This helps the wheel center itself, and sit flat against the hub.
I still wouldn't say NEVER lube the threads, but to find the new torque ratings, you'll need a bunch of studs to experiment with. You'd torque them till they broke, and keep going until you have a good statistical number of results listed, then you'd back off about 10% and that'd be your torque rating for that particular lube.
NEVER LUBE LUG NUTS. My neighbor lubed his, in a few weeks he had his car flatbedded, he thought his transmission was bad, all his wheels were loose and making noises! Use a wire brush to clean lug stud threads.
NEVER LUBE LUG NUTS. My neighbor lubed his, in a few weeks he had his car flatbedded, he thought his transmission was bad, all his wheels were loose and making noises! Use a wire brush to clean lug stud threads.
I don't want to see this turn into a battle of the nuts .....<G>
I received my license as a Motor Vehicle Mechanic here in Ontario in 1964. That's a five year apprenticeship before you write for your ticket. I wouldn't want to guess how many wheels I have had off and on over these many years. From Volkswagens to Mack trucks to Corvettes, as I said in my earlier post, I have never lost a wheel because of using Never-Seize.
I'm guessing you have never had the pleasure of removing wheel nuts that haven't been off a Chev pick-up for four or five years.
I agree on the anti-seize. Been a mechanic for 35 years. Never had a problem with nut coming loose.
I agree, the nuts won't come off, as quite the opposite happens:
Anti seize will give a false torque reading. For example, you will show 100 ft Lbs on the torque wrench, but probably have 120 ft Lbs on lug. Corvette manual, and other auto manuals specifically caution using lubricants or anti seize on torqued fasteners.
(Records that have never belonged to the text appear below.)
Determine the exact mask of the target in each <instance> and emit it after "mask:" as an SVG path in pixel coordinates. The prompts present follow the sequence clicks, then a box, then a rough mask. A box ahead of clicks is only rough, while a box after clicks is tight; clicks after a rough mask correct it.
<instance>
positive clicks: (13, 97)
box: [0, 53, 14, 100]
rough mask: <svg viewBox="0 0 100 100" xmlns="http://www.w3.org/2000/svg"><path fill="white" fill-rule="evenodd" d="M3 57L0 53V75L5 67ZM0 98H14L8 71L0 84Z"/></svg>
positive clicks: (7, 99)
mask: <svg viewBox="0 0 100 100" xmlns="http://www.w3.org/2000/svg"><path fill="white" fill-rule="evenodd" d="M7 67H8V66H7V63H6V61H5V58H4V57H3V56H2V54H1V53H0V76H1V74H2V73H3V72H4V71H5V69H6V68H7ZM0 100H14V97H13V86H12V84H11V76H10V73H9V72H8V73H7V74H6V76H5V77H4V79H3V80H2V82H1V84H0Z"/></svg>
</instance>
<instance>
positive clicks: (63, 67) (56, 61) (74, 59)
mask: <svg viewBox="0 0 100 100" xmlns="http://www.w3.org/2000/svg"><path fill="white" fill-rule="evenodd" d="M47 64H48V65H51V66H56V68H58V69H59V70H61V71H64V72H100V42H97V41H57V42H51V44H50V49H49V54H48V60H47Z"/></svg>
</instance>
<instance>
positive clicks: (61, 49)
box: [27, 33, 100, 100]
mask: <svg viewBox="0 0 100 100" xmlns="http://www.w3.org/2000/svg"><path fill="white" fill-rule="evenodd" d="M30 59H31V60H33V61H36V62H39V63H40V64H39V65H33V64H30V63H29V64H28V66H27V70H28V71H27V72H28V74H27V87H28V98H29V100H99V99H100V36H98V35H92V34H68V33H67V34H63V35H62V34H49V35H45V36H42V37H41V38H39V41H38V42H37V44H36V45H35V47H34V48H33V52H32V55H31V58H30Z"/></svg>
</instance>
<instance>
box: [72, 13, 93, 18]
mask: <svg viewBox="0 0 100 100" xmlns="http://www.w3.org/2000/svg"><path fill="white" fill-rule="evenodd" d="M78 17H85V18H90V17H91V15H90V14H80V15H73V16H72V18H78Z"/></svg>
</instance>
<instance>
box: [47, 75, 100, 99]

The wrench can only measure rotational resistance and clicks to indicate that you are at a pre-selected setting. The wrench does not measure pressure against the surface and fastener. A torque measurement on a fastener actually indicates how much the metal distorts given a particular pressure. Using a lubricant and the same torque setting as non-lube will overstress the fittings.
We recently rebuilt a Turbo Supra engine, and installed high strength head bolts. The instructions indicate torque settings "dry" or specific lower settings (about 20% less) with molylube.
I just turn them until I nearly **** myself and that always ends up being just right. It's quicker.
You should always use a torque wrench, you can warp rotors on some cars (not sure about Corvette, but Hondas are commonly warped this way) by uneven torquing. This will cause pulsating brakes.
You should always use a torque wrench, you can warp rotors on some cars (not sure about Corvette, but Hondas are commonly warped this way) by uneven torquing. This will cause pulsating brakes.
You are correct if it is uneven. I don't think it is uneven when I do it. If I did I would use a torque wrench.
Are you guys kidding me, am I the only guy left in the world who does not use a torque wrench to tighten lug nuts.
Oh well. I know it is the best thing to do, I am not arguing there.
So don't do as I do, do as they say. How is that??